Software Requirements
We will be using Python data stack for the workshop with keras
and tensorflow
for the deep learning component. Please install Ananconda for Python 3 for the workshop. Additional requirement will be communicated to participants.
Facilitators’ Profile
Amit Kapoor teaches the craft of telling visual stories with data. He conducts workshops and trainings on Data Science in Python and R, as well as on Data Visualisation topics. His background is in strategy consulting having worked with AT Kearney in India, then with Booz & Company in Europe and more recently for startups in Bangalore. He did his B.Tech in Mechanical Engineering from IIT, Delhi and PGDM (MBA) from IIM, Ahmedabad. You can find more about him at http://amitkaps.com/ and tweet him at @amitkaps.

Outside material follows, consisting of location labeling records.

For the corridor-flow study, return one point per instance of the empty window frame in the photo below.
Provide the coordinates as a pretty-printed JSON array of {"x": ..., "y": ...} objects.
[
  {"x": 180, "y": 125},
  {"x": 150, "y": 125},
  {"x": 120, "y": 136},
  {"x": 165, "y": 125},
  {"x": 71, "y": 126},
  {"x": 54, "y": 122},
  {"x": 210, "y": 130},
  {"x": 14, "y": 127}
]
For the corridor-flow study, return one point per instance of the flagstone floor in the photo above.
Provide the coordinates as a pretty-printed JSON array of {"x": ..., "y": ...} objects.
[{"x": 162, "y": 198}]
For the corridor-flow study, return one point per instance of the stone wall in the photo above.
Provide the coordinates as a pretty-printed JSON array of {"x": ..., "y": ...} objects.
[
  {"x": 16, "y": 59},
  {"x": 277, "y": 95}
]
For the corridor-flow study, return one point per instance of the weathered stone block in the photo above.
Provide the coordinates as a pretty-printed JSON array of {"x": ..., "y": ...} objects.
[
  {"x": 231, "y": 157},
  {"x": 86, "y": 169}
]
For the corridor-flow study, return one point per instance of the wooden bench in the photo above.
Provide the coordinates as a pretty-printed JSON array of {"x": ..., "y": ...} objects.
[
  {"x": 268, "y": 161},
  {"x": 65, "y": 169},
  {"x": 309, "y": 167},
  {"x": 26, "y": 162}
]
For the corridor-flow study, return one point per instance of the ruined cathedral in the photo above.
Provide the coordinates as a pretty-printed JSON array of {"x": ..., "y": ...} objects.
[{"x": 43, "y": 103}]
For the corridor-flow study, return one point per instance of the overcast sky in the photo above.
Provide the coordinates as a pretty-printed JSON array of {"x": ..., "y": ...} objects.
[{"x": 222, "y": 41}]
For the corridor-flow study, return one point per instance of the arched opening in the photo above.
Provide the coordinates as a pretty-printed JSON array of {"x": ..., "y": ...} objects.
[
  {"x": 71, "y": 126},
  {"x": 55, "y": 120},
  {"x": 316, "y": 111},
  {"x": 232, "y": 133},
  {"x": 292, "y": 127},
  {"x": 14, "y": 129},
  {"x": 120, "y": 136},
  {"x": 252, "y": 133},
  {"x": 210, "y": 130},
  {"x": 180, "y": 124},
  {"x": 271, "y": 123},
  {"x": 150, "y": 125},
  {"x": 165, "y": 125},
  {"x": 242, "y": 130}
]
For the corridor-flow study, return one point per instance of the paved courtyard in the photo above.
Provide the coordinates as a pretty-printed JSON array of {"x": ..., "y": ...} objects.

Bargava Subramanian is a practicing Data Scientist. He has 14 years of experience delivering business analytics solutions to Investment Banks, Entertainment Studios and High-Tech companies. He has given talks and conducted workshops on Data Science, Machine Learning, Deep Learning and Optimization in Python and R. He has a Masters in Statistics from University of Maryland, College Park, USA. He is an ardent NBA fan. You can tweet to him at @bargava.